Nationalrat, XX.GP Stenographisches Protokoll 180. Sitzung / 192

daß es gerade Sie waren, der gemeint hat, es sei eine Frage der Größe des Zeichens. Wäre das Zeichen ganz groß auf dem Gewehr abgebildet, dann wäre es ein größeres Problem für Herrn Minister Fasslabend.

Aber ich möchte es mir nicht so einfach machen wie Sie, Herr Kollege Jung, einfach zu sagen: Na ja, Sie wollen eben Herrn Khol seine Kameradschaftsbündler für den 3. Oktober abspenstig machen! – Herr Keimel machte ja diesen heldenmütigen Vorstoß im Sinne seiner Kameraden und wollte mit Herrn Khol reden. Sie wissen ganz genau, daß dort selbstverständlich auch ein Wählerpotential vorhanden ist.

Ich glaube, daß man das Thema, das Problem viel zu kurz, viel zuwenig differenziert bearbeiten und sehen würde, wenn man das Thema auf Ihren vordergründigen Versuch, hier die Kameradschaftsbündler auf Ihre Seite zu ziehen, reduzieren würde.

Meine Damen und Herren! Ich möchte Ihnen aus ein paar Protokollen vorlesen, Aussagen von Menschen, von denen Herr Ofner meint, daß hier ein Gesetz auf dem Rücken der Betroffenen gemacht wird. Herr Kollege Ofner! Ich kann Ihnen kurz sagen, wie es zu dieser Sache gekommen ist.

Ich bin froh darüber, daß ich nicht schon 1960 in diesem Hause war. 1960 wäre ich wahrscheinlich unglücklich darüber gewesen, daß ich diesen Antrag nicht durchgebracht hätte. Denn es hat immerhin bis 1999 gedauert, bis es zu einem solchen Antrag gekommen ist, der so harmlos dasteht und gegen den eigentlich kein Abgeordneter etwas haben kann, so, wie die Formulierung lautet – ich weiß nicht, was Sie an diesem Antrag gefunden haben –:

"... die historische Aufarbeitung der Verurteilungen von Österreichern durch die nationalsozialistische Militärgerichtsbarkeit einschließlich des Reichskriegsgerichtes Berlin, insbesondere nach der Kriegssonderstrafrechtsverordnung, zu veranlassen und zu fördern sowie nach Vorliegen der Forschungsergebnisse für die Herbeiführung von Gerichtsbeschlüssen im Sinne der § 4 des Aufhebungs- und Einstellungsgesetzes, StGBl. Nr. 48/1945, und nach Möglichkeit für die Verständigung der Hinterbliebenen hiervon zu sorgen."
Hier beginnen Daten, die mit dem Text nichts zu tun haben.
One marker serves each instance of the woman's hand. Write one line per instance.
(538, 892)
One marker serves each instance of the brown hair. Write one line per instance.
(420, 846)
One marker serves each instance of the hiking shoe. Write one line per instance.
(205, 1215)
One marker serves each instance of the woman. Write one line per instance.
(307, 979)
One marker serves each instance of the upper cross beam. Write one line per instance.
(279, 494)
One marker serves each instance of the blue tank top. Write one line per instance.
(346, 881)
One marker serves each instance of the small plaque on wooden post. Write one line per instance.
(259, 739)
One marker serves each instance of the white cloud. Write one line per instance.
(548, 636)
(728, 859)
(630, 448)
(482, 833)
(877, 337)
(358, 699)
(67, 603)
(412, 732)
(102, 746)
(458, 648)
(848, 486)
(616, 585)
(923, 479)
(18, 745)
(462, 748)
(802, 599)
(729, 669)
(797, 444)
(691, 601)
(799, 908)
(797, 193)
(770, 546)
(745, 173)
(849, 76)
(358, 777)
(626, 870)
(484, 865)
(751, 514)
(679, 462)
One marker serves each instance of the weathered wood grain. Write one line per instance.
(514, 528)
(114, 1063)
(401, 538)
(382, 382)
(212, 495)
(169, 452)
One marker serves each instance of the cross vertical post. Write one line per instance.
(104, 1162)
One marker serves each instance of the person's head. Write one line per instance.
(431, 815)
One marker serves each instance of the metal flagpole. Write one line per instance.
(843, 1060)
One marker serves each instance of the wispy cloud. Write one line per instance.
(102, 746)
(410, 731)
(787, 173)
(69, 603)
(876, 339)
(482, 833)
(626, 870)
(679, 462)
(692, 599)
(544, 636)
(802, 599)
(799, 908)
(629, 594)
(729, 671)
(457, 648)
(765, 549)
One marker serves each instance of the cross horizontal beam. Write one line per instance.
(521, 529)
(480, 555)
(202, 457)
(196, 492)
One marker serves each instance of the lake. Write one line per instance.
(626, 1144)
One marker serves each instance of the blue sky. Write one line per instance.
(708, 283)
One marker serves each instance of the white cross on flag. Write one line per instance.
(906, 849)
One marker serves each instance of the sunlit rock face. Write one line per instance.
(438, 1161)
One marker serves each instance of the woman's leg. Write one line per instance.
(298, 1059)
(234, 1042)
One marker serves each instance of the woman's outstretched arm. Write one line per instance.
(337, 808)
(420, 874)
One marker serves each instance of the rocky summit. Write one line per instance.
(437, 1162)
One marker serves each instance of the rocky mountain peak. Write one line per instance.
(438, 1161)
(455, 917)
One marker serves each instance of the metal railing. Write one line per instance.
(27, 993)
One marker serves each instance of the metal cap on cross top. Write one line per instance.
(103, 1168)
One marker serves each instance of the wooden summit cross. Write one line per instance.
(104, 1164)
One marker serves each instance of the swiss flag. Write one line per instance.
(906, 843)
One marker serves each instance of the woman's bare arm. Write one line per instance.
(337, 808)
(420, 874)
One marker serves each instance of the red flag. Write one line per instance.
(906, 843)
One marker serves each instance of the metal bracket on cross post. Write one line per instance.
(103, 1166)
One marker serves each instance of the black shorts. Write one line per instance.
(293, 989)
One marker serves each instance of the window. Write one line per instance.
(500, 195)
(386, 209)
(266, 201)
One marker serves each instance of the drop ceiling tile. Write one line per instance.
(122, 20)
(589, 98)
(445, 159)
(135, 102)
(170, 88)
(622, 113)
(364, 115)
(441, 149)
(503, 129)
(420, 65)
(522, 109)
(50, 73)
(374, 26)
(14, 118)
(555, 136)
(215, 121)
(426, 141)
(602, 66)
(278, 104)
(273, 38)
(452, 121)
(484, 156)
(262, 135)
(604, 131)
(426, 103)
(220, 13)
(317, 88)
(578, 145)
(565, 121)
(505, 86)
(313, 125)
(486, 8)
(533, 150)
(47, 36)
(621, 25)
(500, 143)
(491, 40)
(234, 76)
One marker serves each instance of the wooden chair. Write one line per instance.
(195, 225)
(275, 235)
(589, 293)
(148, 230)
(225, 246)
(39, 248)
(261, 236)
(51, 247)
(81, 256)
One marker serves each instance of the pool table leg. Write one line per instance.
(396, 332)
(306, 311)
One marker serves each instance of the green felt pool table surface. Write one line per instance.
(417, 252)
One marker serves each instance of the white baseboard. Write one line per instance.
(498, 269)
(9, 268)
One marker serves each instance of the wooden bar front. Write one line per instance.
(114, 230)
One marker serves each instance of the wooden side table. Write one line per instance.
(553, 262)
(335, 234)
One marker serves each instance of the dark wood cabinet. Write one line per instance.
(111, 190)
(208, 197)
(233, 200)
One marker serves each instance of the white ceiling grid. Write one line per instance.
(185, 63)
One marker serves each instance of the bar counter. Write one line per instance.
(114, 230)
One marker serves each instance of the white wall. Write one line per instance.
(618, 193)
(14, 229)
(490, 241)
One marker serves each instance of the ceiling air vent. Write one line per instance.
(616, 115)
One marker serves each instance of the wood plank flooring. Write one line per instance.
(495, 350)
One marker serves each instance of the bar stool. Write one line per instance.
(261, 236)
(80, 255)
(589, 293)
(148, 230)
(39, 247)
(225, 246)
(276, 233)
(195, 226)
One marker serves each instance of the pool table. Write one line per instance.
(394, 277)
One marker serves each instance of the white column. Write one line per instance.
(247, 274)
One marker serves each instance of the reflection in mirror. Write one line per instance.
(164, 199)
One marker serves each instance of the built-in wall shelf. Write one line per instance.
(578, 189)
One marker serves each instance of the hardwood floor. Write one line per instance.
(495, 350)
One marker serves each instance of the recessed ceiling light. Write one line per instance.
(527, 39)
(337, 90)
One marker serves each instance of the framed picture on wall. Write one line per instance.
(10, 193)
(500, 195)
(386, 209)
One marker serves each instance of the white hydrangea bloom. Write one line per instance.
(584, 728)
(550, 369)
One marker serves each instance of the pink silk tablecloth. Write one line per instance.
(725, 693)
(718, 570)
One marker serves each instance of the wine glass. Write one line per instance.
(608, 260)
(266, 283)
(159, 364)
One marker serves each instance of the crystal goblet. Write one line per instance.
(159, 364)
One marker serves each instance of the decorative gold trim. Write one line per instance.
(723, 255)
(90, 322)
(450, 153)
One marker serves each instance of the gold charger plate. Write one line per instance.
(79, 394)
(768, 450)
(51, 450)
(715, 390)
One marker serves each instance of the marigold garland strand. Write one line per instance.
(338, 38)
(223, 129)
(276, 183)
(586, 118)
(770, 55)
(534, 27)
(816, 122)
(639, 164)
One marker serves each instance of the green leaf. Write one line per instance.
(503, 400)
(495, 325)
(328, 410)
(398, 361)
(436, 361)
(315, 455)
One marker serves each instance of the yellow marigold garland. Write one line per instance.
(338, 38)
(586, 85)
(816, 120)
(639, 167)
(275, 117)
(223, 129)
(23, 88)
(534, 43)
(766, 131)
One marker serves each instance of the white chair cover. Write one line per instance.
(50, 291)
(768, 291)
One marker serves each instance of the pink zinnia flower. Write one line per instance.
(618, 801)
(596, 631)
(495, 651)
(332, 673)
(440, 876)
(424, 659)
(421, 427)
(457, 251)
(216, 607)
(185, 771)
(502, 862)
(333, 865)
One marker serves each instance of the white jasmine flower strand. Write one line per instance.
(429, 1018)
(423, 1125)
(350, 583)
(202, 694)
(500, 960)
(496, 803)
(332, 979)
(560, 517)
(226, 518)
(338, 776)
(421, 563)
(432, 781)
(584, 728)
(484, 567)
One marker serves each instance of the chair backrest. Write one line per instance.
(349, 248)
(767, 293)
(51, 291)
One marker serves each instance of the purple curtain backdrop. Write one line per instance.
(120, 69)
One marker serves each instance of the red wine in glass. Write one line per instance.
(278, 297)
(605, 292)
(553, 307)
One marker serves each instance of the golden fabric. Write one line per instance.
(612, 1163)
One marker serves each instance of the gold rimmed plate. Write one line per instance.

Ich kann hier kein einziges Wort finden, das Ihre falsch verstandenen Schuldgefühle verletzen könnte oder das Ihre falsch verstandenen Rücksichtnahmen verletzen oder berühren könnte. Aber was ist der tiefe Hintergrund? Was ist diese psychologische Frage, die hier offensichtlich immer wieder aufrührt und die auch so viele Jahrzehnte nach dem Zweiten Weltkrieg, nach diesem verbrecherischen Krieg immer wieder aufrührt, immer wieder Wunden aufreißt?

Meine Damen und Herren! Ich lese Ihnen hier vor: Ein Deserteur hat bei der Fliegerabwehr gearbeitet – er war Flugmechaniker –, bevor er desertierte. Das geschah aus vielen Gründen. Es war nicht unbedingt Feigheit – wie hier von einigen immer leichtfertig unterstellt wird –, sondern es war eine Überlegung, die viele Hintergründe hatte.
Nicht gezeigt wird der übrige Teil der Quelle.